Plötzlich riss man an seinem Arm. Der Henker zerrte ihn grob auf die Bühne, der Rabe beobachtete jeden Schritt, Caspar zitterte vor Angst. Jeden Moment würde der Rabe ihn verzehren, Caspar verschwinden und nichts von ihm übrigbleiben als krude Erinnerungen aller, die seinen Lebensweg kreuzten und ihn dabei wahrnahmen. Caspar schwenkte den Kopf, um dem gierigen Blick des Vogels zu entgehen. Schmutzfinks Miene war finster, der Strick um seinen Hals so eng, dass seine Adern hervortraten. Als er Caspars Blick bemerkte, lächelte er nicht weniger gequält als ermutigend. Der Atem des Raben drohte auch Caspar zu ersticken - aus Angst wurde Panik, er begann zu hecheln, rang nach Luft, doch seine Lungen füllten sich mehr und mehr mit Tod. Chins Blick war eisern. Er starrte in die funkelnden Augen des Vogels, furchtlos, seiner selbst so sicher, wie Caspar es niemals sein würde. Rasumchins grobes Gesicht formte sich eine gewaltige Fratze, nicht minder fürchterlich als jene, die Caspar zu ersticken drohte. Ewigkeiten vergingen, die beiden regten sich nicht, die Zähne des Halborks blitzten nicht minder scharf als die Spitze des schwarzen Schnabels. Caspar wusste nicht, was vor sich ging, aber er bewunderte Chin. Niemals könnte er einer solchen Kreatur standhalten und plötzlich spürte Caspar, wie Hoffnung aufstieg. Er wusste nicht, was vor sich ging, die beiden schienen ein Duell auszutragen, das die Luft zum Flimmern brachte.

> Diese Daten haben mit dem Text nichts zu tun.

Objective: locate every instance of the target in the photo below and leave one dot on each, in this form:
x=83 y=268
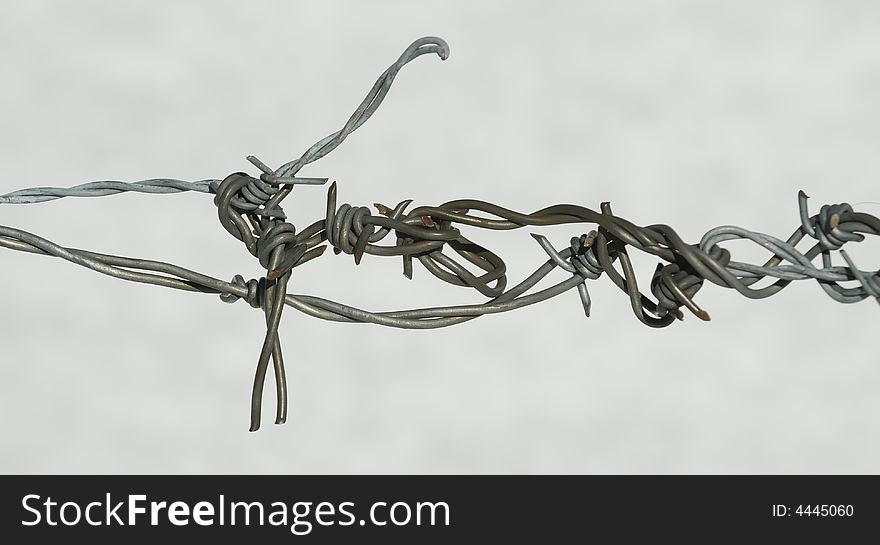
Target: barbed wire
x=250 y=209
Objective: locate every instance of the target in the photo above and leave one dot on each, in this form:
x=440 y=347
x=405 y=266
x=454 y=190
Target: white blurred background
x=690 y=113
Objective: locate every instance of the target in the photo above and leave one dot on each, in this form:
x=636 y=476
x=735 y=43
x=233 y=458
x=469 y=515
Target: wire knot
x=347 y=231
x=579 y=259
x=832 y=227
x=255 y=291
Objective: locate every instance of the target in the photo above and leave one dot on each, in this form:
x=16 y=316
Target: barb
x=250 y=209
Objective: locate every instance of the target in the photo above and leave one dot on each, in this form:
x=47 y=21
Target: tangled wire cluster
x=250 y=209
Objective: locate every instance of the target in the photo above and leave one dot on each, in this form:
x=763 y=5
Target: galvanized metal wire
x=249 y=208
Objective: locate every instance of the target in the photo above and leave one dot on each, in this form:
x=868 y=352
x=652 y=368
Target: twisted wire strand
x=250 y=210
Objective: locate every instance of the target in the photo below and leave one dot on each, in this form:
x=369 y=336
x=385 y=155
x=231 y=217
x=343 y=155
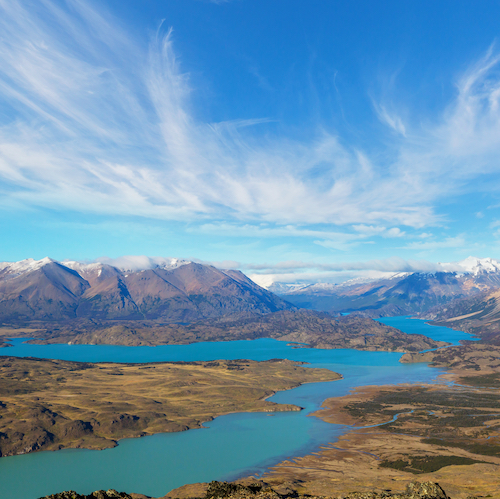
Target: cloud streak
x=98 y=124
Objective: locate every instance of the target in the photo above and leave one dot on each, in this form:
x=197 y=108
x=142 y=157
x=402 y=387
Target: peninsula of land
x=54 y=404
x=305 y=327
x=443 y=433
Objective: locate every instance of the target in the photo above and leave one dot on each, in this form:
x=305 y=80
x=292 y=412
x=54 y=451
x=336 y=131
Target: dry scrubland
x=443 y=433
x=51 y=404
x=314 y=329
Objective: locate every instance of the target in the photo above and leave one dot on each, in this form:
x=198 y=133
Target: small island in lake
x=53 y=404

Plötzlich schlug der Dämon mit den Flügeln, eine lautes Knarren - seine gewaltigen Schwingen stießen ihn hoch in die Luft, hunderte Meter, und wehten den faulen Atem hinfort. Caspar konnte kurz noch die Umrisse des Vogels am Himmel ausmachen, ehe er außer Sicht war. Luft füllte seine Lungen. War er geflohen? Was ist geschehen? Er lebte. Schmutzfink neben ihm ebenso. Verwirrt sah sich dieser um - auch er wusste nicht, was geschehen war. Chin rappelte sich auf, er sah mitgenomen aus.
"Mein bin Lord Maron", sprach eine Stimme wenige Meter neben den beiden aus der Dunkelheit, "bitte folgt mir."